In conclusion, your committee, desirous of making a matter of record, both of our rights, and the assertion of the just expectation that they will be respected by those who are united with us in the bonds of a common union, beg leave to offer the following resolutions, for the adoption of both branches of the Legislature.
- Resolved, That the formation of the abolition societies, and the acts and doings of certain fanatics, calling themselves abolitionists, in the non-slaveholding states of this confederacy, are in direct violation of the obligations of the compact of union, dissocial, and incendiary in the extreme.
- Resolved, That no state having a just regard for her own peace and security can acquiesce in a state of things by which such conspiracies are engendered within the limits of a friendly state, united to her by the bonds of a common league of political association, without either surrendering or compromitting her most essential rights.
- Resolved, That the Legislature of South Carolina, having every confidence in the justice and friendship of the non-slaveholding states, announces to her co-states her confident expectation, and she earnestly requests that the governments of these states will promptly and effectually suppress all those associations within their respective limits, purporting to be abolition societies, and that they will make it highly penal to print, publish and distribute newspapers, pamphlets, tracts and pictorial representations calculated and having an obvious tendency to excite the slaves of the southern states to insurrection and revolt.
- Resolved, That, regarding the domestic slavery of the southern states as a subject exclusively within the control of each of the said states, we shall consider every interference, by any other state or the general government, as a direct and unlawful interference, to be resisted at once, and under every possible circumstance.
- Resolved, In order that a salutary negative may be put on the mischievous, and unfounded assumption of some of the abolitionists—the non-slaveholding states are requested to disclaim by legislative declaration, all right, either on the part of themselves or the government of the United States, to interfere in any manner with domestic slavery, either in the states, or in the territories where it exists.
- Resolved, That we should consider the abolition of slavery in the District of Columbia, as a violation of the rights of the citizens of that District, derived from the implied conditions on which that territory was ceded to the general government, and as an usurpation to be at once resisted as nothing more than the commencement of a scheme of much more extensive and flagrant injustice.
- Resolved, That the legislature of South Carolina, regards with decided approbation, the measures of security adopted by the Post Office Department of the United States, in relation to the transmission of incendiary tracts.
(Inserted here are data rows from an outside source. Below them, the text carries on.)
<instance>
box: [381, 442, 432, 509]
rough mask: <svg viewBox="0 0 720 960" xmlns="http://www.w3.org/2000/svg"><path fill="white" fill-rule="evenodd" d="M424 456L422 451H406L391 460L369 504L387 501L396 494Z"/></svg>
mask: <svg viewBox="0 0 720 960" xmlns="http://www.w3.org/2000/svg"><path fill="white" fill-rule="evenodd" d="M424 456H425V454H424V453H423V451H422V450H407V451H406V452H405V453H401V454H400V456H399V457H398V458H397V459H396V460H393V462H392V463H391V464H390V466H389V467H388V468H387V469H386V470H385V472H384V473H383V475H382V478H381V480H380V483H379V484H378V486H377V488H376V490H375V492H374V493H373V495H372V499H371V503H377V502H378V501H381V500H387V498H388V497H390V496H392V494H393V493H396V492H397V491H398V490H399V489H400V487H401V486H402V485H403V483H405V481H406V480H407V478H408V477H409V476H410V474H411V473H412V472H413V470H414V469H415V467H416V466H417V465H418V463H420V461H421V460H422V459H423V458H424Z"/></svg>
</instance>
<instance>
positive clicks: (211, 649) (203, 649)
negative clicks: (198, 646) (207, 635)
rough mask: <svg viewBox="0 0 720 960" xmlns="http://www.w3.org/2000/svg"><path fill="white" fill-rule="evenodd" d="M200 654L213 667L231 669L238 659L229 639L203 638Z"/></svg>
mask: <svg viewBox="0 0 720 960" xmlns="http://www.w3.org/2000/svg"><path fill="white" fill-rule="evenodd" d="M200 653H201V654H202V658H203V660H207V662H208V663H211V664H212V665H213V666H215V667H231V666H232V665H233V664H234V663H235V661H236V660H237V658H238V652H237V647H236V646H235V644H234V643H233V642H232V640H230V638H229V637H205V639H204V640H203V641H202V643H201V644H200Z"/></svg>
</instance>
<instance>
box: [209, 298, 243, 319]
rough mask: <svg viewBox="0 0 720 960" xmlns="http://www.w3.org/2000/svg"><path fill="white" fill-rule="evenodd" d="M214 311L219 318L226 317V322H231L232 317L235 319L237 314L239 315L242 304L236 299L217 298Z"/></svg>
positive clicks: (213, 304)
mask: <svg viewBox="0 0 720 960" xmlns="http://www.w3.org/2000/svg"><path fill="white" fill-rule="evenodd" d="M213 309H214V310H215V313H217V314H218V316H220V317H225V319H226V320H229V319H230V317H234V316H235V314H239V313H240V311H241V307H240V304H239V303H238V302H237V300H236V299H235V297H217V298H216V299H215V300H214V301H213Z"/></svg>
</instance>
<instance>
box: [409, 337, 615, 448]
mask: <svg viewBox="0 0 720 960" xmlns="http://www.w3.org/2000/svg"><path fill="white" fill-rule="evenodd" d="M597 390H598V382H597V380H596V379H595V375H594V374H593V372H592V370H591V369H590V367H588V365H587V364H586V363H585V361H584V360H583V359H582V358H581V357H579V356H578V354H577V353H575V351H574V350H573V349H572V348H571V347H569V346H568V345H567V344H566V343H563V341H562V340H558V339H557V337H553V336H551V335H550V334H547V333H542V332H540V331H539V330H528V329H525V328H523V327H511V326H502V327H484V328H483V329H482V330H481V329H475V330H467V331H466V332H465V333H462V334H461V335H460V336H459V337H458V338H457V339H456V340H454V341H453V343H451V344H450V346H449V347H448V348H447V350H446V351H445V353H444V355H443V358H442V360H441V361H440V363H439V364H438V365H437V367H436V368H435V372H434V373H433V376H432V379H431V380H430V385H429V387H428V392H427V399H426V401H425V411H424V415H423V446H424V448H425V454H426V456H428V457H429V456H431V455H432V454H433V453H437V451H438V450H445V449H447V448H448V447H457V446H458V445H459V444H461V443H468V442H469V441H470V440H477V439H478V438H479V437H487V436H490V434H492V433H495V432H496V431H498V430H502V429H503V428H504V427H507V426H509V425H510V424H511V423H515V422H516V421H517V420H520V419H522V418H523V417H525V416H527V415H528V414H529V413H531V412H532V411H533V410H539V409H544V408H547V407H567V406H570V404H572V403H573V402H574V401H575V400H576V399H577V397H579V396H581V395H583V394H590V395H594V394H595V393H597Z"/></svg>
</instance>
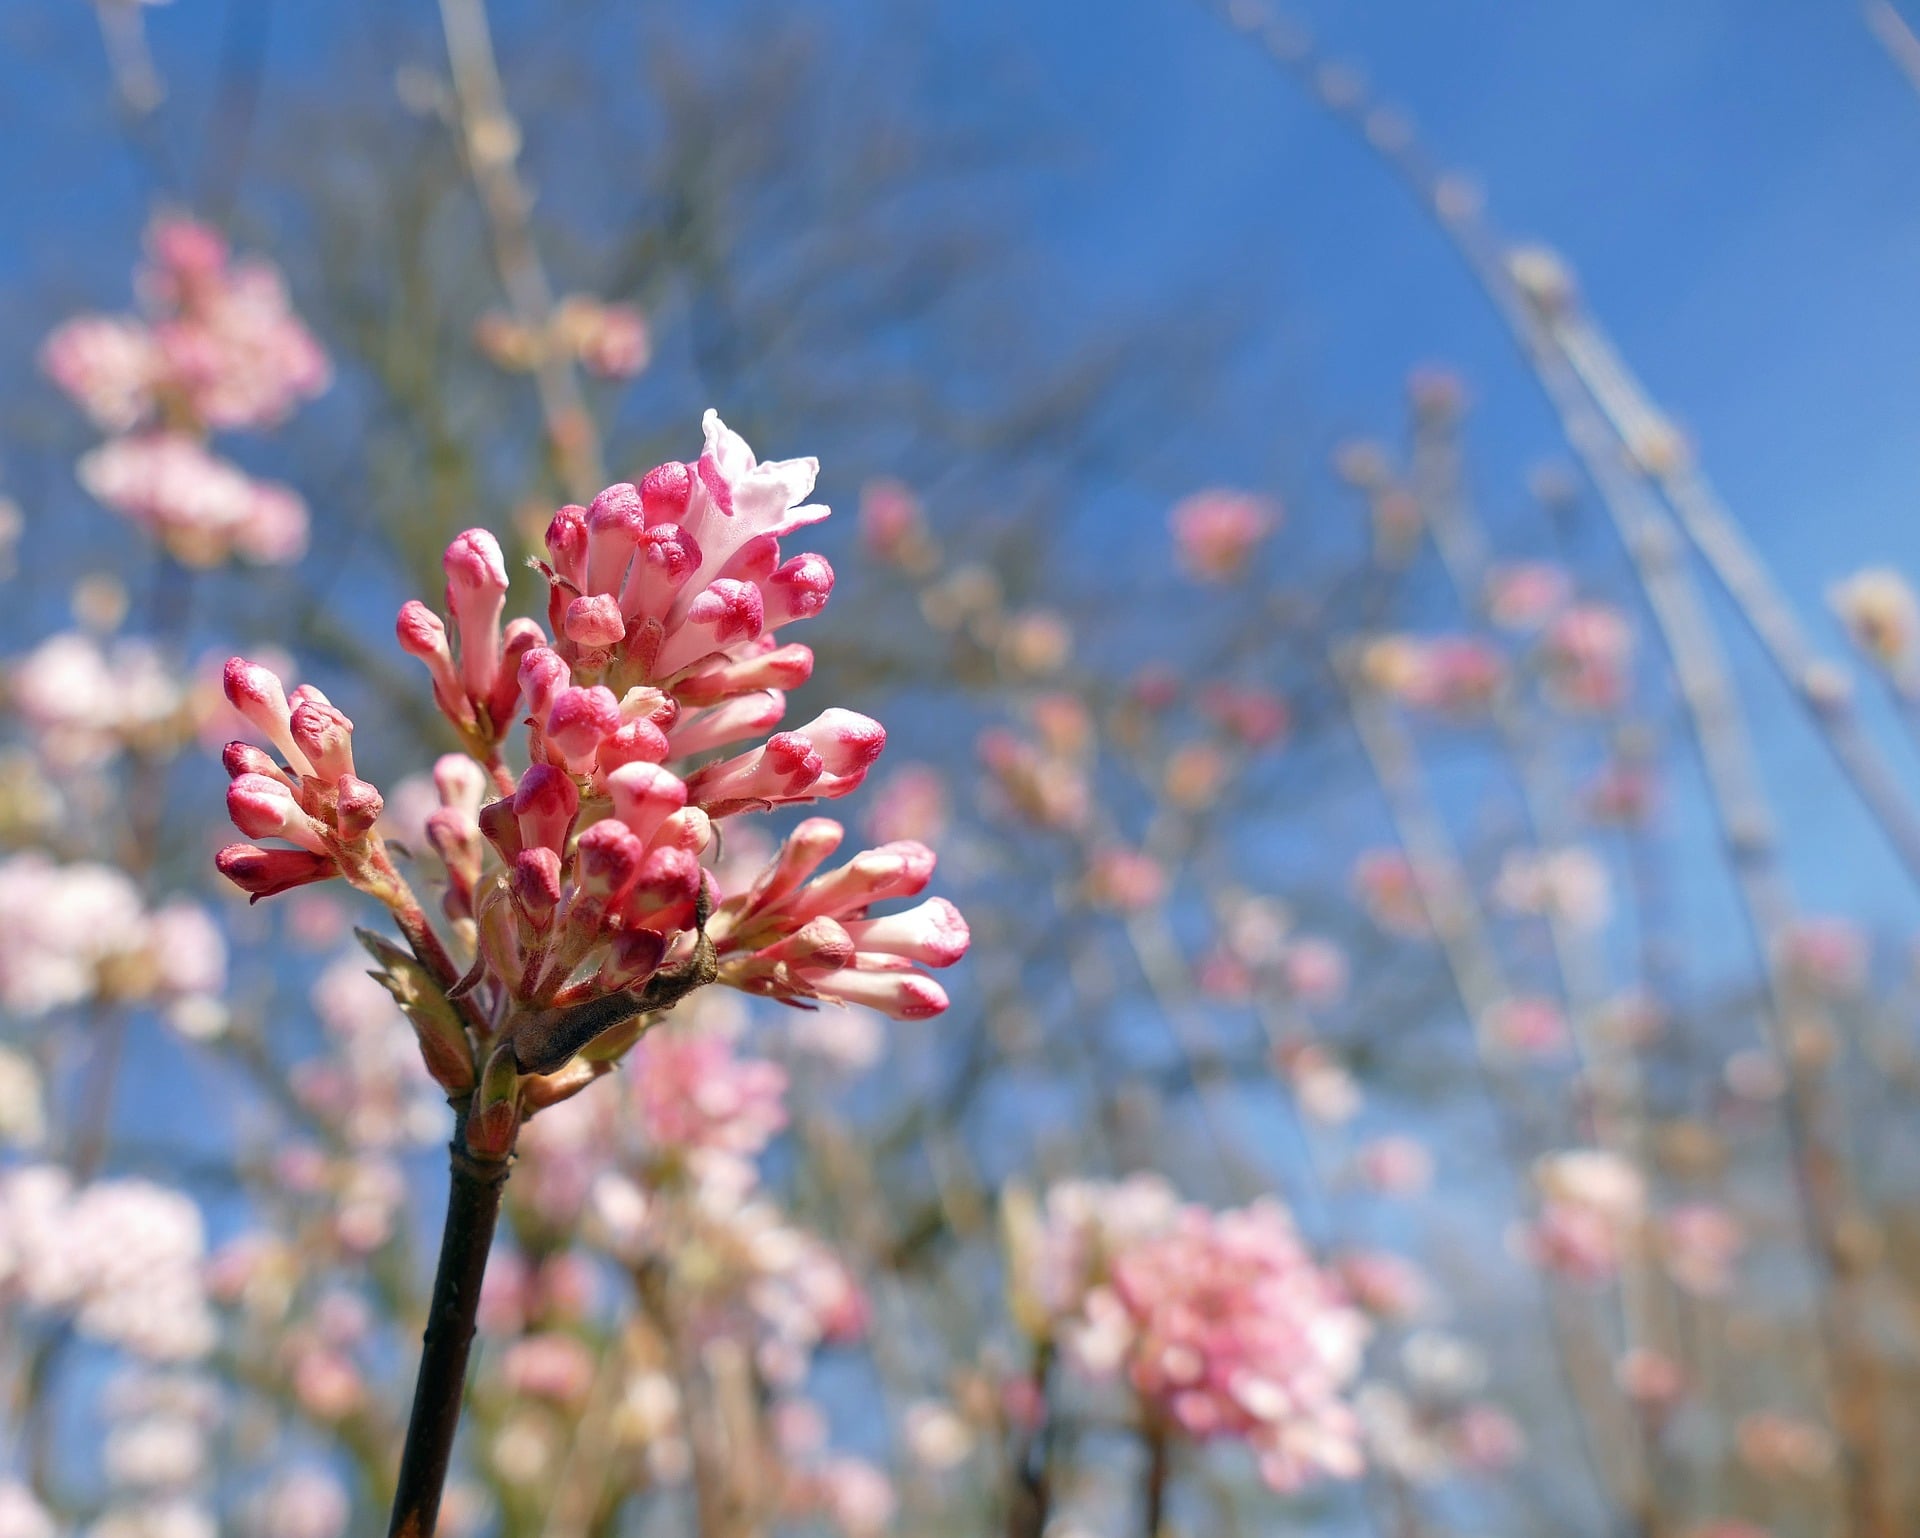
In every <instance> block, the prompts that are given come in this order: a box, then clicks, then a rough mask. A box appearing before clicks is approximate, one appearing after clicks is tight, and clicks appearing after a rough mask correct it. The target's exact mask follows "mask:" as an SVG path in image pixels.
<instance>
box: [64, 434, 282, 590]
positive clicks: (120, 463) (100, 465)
mask: <svg viewBox="0 0 1920 1538" xmlns="http://www.w3.org/2000/svg"><path fill="white" fill-rule="evenodd" d="M79 476H81V486H84V488H86V490H88V492H90V493H92V495H94V497H96V499H100V501H102V503H106V505H108V507H111V509H113V511H115V513H119V515H123V517H127V518H131V520H132V522H136V524H138V526H140V528H144V530H146V532H148V534H150V536H152V538H154V540H157V541H159V543H161V545H165V547H167V551H169V553H171V555H173V557H175V559H177V561H180V563H182V565H186V566H219V565H221V563H225V561H228V559H234V557H238V559H240V561H248V563H252V565H255V566H284V565H288V563H290V561H298V559H300V557H301V555H303V553H305V549H307V505H305V503H303V501H301V499H300V495H298V493H294V492H292V490H290V488H286V486H278V484H275V482H269V480H253V478H252V476H250V474H246V472H244V470H240V469H238V467H234V465H228V463H227V461H225V459H221V457H219V455H215V453H211V451H207V447H205V445H204V444H202V442H200V440H198V438H190V436H188V434H182V432H146V434H138V436H132V438H113V440H109V442H106V444H102V445H100V447H98V449H94V451H90V453H88V455H84V457H83V459H81V467H79Z"/></svg>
But if this highly essential and protective policy, be counteracted by congress, and the United States mail becomes a vehicle for the transmission of the mischievous documents, with which it was recently freighted, we, in this contingency, expect that the Chief Magistrate of our state, will forthwith call the legislature together, that timely measures may be taken to prevent its traversing our territory.
[Resolutions of transmission.]
A very good book on the debates in congress over slavery in this period is "Arguing About Slavery: The Great Battle in the United States Congress," by William Lee Miller, published by Knopf. It gives you a good idea of the temper of the pro-slavery elements in Congress.